[AFS3-std] Hackathon Summary

Simon Wilkinson sxw@inf.ed.ac.uk
Fri, 9 Oct 2009 15:12:14 +0100


A group of us - Jeffery Altman, Matt Benjamin, Derrick Brashear,  
Alistair Ferguson, Christof Hanke, Tom Keiser, Hartmut Reuter, Marcus  
Watts, Rod Widdowson and myself met for 3 days in Edinburgh at the end  
of last month. We discussed a wide variety of AFS issues. A jabber  
chat log of our discussions is available at http://conference.openafs.org/hackathon@conference.openafs.org/ 
  (see the 2009-09-22 and 2009-09-24 files logs)

I'm not going to attempt to summarise our discussions in much detail.  
However, I have noted below the topics we discussed, and any  
conclusions that I believe we reached. Where we identified the next  
steps to be taken, I've also noted this in the hope that we can keep  
things moving forwards.

Extended Callbacks
------------------

Matt presented his extended callbacks draft. The discussion ranged  
between protocol, implementation and code management issues. On the  
protocol front, it was felt that the draft was approaching consensus,  
but that concerns remained around the changes to the behaviour of  
callback breaks (in particular, whether an RPC can return before all  
callbacks have been broken). Given the lack of consensus on this  
topic, we agreed that the draft would drop mention of callback  
coalescing entirely. Other issues included the behaviour of clients  
which receive extended
callbacks over untrusted channels, and the risk of deploying extended  
callbacks on servers which only have a small number configured. Matt  
will produce a draft addressing these issues, and then we will attempt  
to move forwards with a consensus call.

We will attempt to address the asynchrony issue at a later date. Given  
that this change is arguably a modification to afs3 semantics, we'll  
attempt to engage a wider body of the community in this discussion

In discussing the implementation, we considered the range of xcb  
dependencies, in particular those on mcas and libosi. It was felt that  
blocking extended callbacks on getting libosi into the tree was  
undesirable - in particular, a desire was expressed for the xcb code  
to use the existing pthread implementation, rather than pulling in  
osi's thread abstractions. We agreed that we would not enable, or  
expose the callback coalescing code in the OpenAFS implementation,  
pending further discussion of this issue. We didn't resolve the issue  
of whether we should use MCAS's native atomics everywhere, or whether  
we should prefer atomic operations provided by the operating system.

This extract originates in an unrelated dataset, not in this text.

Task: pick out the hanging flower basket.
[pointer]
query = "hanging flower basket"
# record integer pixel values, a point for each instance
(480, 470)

Code management concerns were expressed on a number of occasions  
throughout the meeting. I'll summarise these in a section of their own  
towards the end.

We agreed the following:

Matt will publish a new version of the draft which:
1) Removes any mention asynchronous behaviour for callback breaks
2) Extends the security considerations section to state that if the  
client receives an XCB for metadata on an untrusted connection, it  
should treat it as a normal callback break.
3) Adds an implementation note on the risks for servers with a small  
number of callbacks

Simon (in the absence of a chair for afs3-stds) will issue a call for  
consensus on the updated
draft.

Matt will then:
1) Remove as many OSI dependencies from xcb implementation as possible
2) Remove asynchronous callback breaks from the visible implementation  
(off by default, no switch to enable)
3) Push changes to gerrit (separate patches for Windows CM, Unix CM,  
and fileserver)

All will then take time to review these changes.

rx/osd
------

Hartmut and Christof presented their protocol documentation for rx/ 
osd, available online at http://pfanne.rzg.mpg.de/trac/openAFS-OSD/wiki/Specs

A desire was expressed to not use an IP address to identify OSD  
servers, but use a UUID instead, and register OSDs in an extended vldb  
which also knows about ports. We decided that this could be fixed in a  
later protocol version, but that for now servers should be expressed  
as a union of IP address and UUID so we don't have to rev the RPC  
later on.

Where 'expires' is used in the structures it will become an absolute  
time, and become a 64 bit value.

After a discussion of the consistency issues in the current mirroring  
implementation (if some mirrors go offline, then you can end up with  
multiple OSDs with different versions of the data), we decided that  
mirroring would be out of scope for the initial rxosd integration.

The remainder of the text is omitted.